Leaders face high pressure to perform, but do not always think that the resources available will allow them to meet expectations without overworking their teams. Regular hiring freezes add further stress and uncertainty.
I had a big challenge in my team to get all the work done for an additional project we got assigned. To manage the workload, I started talking to people I knew in my network in order to release people from their team for a time so that they could support my team as ‘fellows’. I was able to get additional people from a colleague to help me get the job done for six months, but I wouldn’t have known what to do or who to go to if this solution hadn’t come up. It feels like headcount is the SAP internal currency. Budget and time pressure combined with additional workload on my team makes the situation worse.
For managers, having open positions causes stress as the workload needs to be tackled by fewer people or deadlines/targets are not met. Managers feel impotent, as they have to rely on the recruiting organization. A perceived lack of transparency causes further anxiety and frustration.
The recruiting process usually takes about 2-3 months (from getting the application from the candidate, to sending out an offer). Furthermore, in the past it took half a day, now it is 4 weeks to provide one student with a contract. And you rarely get feedback during the recruiting process - this depends on the recruiter you work with. We can´t afford it, if we want to hire the best employees from the market.
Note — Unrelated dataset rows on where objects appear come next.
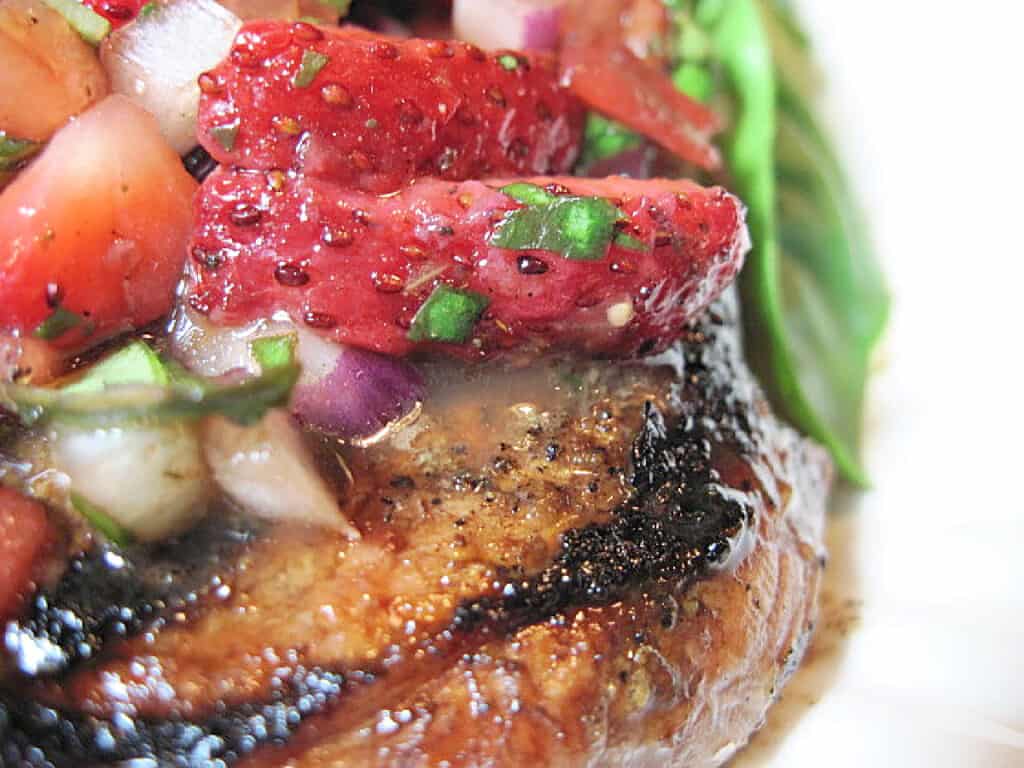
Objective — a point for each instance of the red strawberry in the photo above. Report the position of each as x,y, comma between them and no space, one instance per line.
374,113
612,267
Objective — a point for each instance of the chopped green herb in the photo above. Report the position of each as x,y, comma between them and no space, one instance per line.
628,241
312,62
183,397
60,322
605,138
274,351
226,134
100,520
509,61
579,228
89,25
135,364
527,194
449,315
14,152
694,80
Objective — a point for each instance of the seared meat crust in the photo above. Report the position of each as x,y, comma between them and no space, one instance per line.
624,574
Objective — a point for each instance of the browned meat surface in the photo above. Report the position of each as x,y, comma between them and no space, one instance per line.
590,564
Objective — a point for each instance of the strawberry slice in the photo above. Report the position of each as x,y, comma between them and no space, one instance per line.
25,535
373,113
612,267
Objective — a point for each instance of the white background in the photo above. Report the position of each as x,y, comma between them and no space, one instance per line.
927,99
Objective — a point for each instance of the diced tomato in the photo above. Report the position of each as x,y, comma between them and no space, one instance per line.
600,67
374,113
97,226
358,267
118,12
48,73
25,536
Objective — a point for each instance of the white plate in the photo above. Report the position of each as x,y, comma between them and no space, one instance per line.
920,659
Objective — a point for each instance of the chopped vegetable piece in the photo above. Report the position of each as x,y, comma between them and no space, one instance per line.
274,351
527,194
109,241
14,152
100,520
186,397
92,27
605,138
579,228
59,323
25,536
312,62
438,109
48,73
355,267
135,364
449,315
601,69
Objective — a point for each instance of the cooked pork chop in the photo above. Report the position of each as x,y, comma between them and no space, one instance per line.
589,563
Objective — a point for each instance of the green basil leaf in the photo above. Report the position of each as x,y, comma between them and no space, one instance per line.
814,298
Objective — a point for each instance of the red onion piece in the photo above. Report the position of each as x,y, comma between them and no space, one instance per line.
520,25
357,394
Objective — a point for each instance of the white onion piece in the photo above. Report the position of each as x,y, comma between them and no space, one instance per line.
268,471
247,9
520,25
157,59
152,481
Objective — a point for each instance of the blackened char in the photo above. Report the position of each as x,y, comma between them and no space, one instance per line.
517,606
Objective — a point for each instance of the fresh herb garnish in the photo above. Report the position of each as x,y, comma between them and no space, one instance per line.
815,301
312,62
60,322
449,315
90,26
100,520
605,138
509,61
579,228
183,396
15,152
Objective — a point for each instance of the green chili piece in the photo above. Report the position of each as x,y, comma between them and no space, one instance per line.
60,322
579,228
312,62
90,26
449,315
135,364
14,152
527,194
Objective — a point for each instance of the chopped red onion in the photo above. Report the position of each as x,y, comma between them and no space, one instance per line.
354,393
520,25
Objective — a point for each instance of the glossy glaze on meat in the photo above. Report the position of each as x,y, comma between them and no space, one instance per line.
597,565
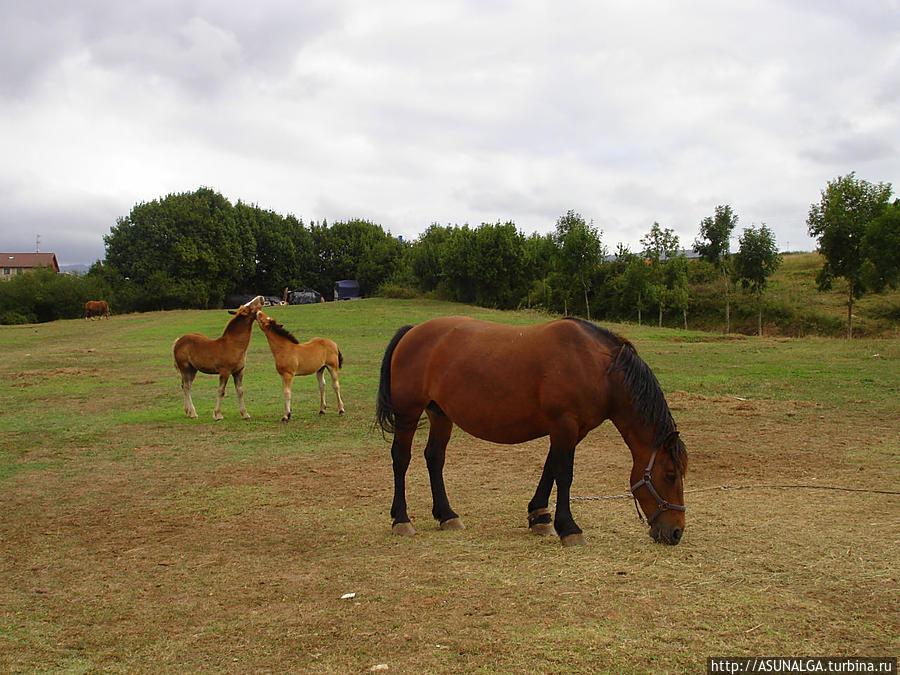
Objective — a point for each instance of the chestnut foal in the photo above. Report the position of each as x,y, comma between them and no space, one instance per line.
225,356
293,358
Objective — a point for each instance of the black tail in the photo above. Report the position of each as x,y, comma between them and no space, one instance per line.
385,415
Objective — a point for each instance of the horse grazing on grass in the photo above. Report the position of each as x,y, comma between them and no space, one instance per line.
225,356
293,358
98,307
511,384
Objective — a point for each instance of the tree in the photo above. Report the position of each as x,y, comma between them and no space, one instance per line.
881,246
714,246
579,251
677,287
186,250
755,261
659,244
839,221
633,285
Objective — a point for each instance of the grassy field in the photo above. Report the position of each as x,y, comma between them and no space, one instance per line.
133,539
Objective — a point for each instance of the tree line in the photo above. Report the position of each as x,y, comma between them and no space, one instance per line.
192,250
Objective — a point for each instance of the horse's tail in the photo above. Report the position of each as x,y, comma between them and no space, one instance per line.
385,414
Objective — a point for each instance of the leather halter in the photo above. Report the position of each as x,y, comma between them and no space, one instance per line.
663,505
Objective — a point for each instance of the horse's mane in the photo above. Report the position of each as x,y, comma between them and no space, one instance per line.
278,329
644,390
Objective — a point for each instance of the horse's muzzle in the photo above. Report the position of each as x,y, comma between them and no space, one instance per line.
666,535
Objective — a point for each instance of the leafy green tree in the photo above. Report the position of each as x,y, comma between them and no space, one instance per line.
539,254
677,288
634,286
356,249
579,252
186,250
756,260
425,256
659,245
714,245
284,255
839,221
881,247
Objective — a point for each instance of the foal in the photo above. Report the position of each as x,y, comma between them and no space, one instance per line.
224,356
292,358
98,307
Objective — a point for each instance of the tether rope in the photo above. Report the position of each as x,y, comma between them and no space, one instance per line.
778,486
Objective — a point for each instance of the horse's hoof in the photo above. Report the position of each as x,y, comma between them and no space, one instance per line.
543,529
453,524
573,540
540,522
403,529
When employees fall ill over a long period of time, managers can feel overwhelmed. Depending on the reason, they feel unsure to what extent they might have contributed to the situation. They don’t know how to react, what they should be doing, especially if and how to get in touch with the employee.
- Personal Support
I had a person in my team who became sick. I didn’t know what was wrong with her. The team was talking about it, but not with me. I felt unsure if I had done everything necessary as her manager and if I had reacted appropriately.
I am the type of person that wants to do everything correctly and I felt overwhelmed with a mixture of feelings: empathy, guilt, insecurity. Maybe my team member is sick because of the workload we had in Q4? And now as she is on leave, should I reach out to her? Am I allowed to ask what she is suffering from and how long she expects to be on sick leave? Should I get a replacement for the time being? How would that work?
Employees spend years and literally thousands of hours working for SAP. When this period comes to an end, they want to feel that they made a difference, that the people around them appreciated it, and that they will still feel connected.
SAP has been my longest employer so far - I was with SAP for 15 years, it was more than just a company to me. I had developed a strong network of colleagues and friends here. Deciding to take on another job outside of SAP was a great next career step for me, but emotionally it was not easy. When handing in my badge I felt I was not part of the community anymore. I got invited to join the Alumni platform, but it seemed like a consolation prize or a pro-forma step. I registered a couple of months later, after I got over the feeling of being on the outside.